Gemischte Sätze aller Art  – von herausgefallenen und umgestellten Buchstaben in der Stadt

Foto: B. Höpler

Überall in der Stadt begegnet uns Geschriebenes: Hinweis- und Verbotsschilder, Denkmalinschriften, Straßennamen, Werbung, Logos, Geschäftsinschriften. Es gibt kein Entkommen, die Stadt ist ein kollektives, gewachsenes Text- und Handlungsgewebe, ein Schauplatz der Verwandlung des Lebens in Schrift.


Nonsence Tamtam machen

Die Künstlerin Natalie Deewan betreibt angewandte Literatur und arbeitet sozusagen als Schrift-hin-und-her-Stellerin in Wien. Sie sucht und findet sprachliche Lösungen, praktiziert unter anderem angewandte und kollektive Literatur im öffentlichen Raum. Seit 2005 betreibt sie, gemeinsam mit Afzaal Deewan, den Wiener Deewan, ein pakistanisches Curry-Lokal mit pay-as-you-wish-Prinzip.

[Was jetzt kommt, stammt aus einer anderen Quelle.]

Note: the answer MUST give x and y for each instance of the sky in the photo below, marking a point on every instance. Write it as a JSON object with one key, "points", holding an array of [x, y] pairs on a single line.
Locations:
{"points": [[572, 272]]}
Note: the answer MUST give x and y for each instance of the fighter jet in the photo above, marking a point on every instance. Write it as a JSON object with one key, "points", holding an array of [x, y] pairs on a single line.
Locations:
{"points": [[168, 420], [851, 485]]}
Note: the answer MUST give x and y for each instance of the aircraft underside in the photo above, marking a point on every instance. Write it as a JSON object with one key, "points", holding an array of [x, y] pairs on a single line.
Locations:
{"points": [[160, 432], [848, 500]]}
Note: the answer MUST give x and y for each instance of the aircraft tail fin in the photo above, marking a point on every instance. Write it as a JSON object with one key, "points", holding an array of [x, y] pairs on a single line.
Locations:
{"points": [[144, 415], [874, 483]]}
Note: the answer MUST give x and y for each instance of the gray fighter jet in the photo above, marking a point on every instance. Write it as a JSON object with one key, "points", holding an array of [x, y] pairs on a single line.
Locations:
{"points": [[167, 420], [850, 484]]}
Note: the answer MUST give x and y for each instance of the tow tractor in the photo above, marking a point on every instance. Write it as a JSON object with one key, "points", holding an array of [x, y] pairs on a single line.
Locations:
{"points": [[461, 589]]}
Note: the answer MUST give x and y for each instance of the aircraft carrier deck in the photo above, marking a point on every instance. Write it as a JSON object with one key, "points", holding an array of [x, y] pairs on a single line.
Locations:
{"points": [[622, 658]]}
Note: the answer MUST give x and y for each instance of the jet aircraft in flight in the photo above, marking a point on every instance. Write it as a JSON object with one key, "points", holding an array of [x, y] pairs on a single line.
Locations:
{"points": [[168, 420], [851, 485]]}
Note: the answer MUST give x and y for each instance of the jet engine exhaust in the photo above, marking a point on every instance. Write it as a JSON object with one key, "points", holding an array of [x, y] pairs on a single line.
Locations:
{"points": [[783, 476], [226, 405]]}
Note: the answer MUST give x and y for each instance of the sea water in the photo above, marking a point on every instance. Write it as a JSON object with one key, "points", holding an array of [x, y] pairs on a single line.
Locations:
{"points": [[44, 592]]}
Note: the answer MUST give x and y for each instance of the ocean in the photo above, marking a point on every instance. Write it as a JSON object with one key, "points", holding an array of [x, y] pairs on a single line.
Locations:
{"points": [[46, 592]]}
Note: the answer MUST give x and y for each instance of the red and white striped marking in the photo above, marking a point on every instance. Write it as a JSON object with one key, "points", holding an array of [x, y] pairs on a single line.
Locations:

Eines ihrer vielfältigen Projekte sind die Leerstandsanagramme, 2017 begonnen. Mit diesen spielerischen Sprachumstellungen möchte sie Leerstand und seine Möglichkeiten aufzeigen. Neue Gewerbe, Ideen und Handlungen können Raum finden. Leerstand als Freiraum. Nach Geschäftsschluss hat die Reklameaufschrift ausgedient – und macht sich selbständig.

Aus den vorhandenen Buchstaben entsteht durch anagrammatische Umstellung (die Buchstaben oder Silben innerhalb eines Wortes werden in ein neues, sinnvolles Wort überführt) eine neue, diesmal nicht-kommerzielle Botschaft. Sie geht der Frage nach, ob es in der Stadt neben Werbung auch Platz für andere Texte gibt, beziehungsweise versorgt die Stadt mit ganz eigener Poesie und Handlungsanweisungen. Anstelle der verschwundenen Milch- und Lebensmittelgeschäfte eine Art Poesienahversorgung.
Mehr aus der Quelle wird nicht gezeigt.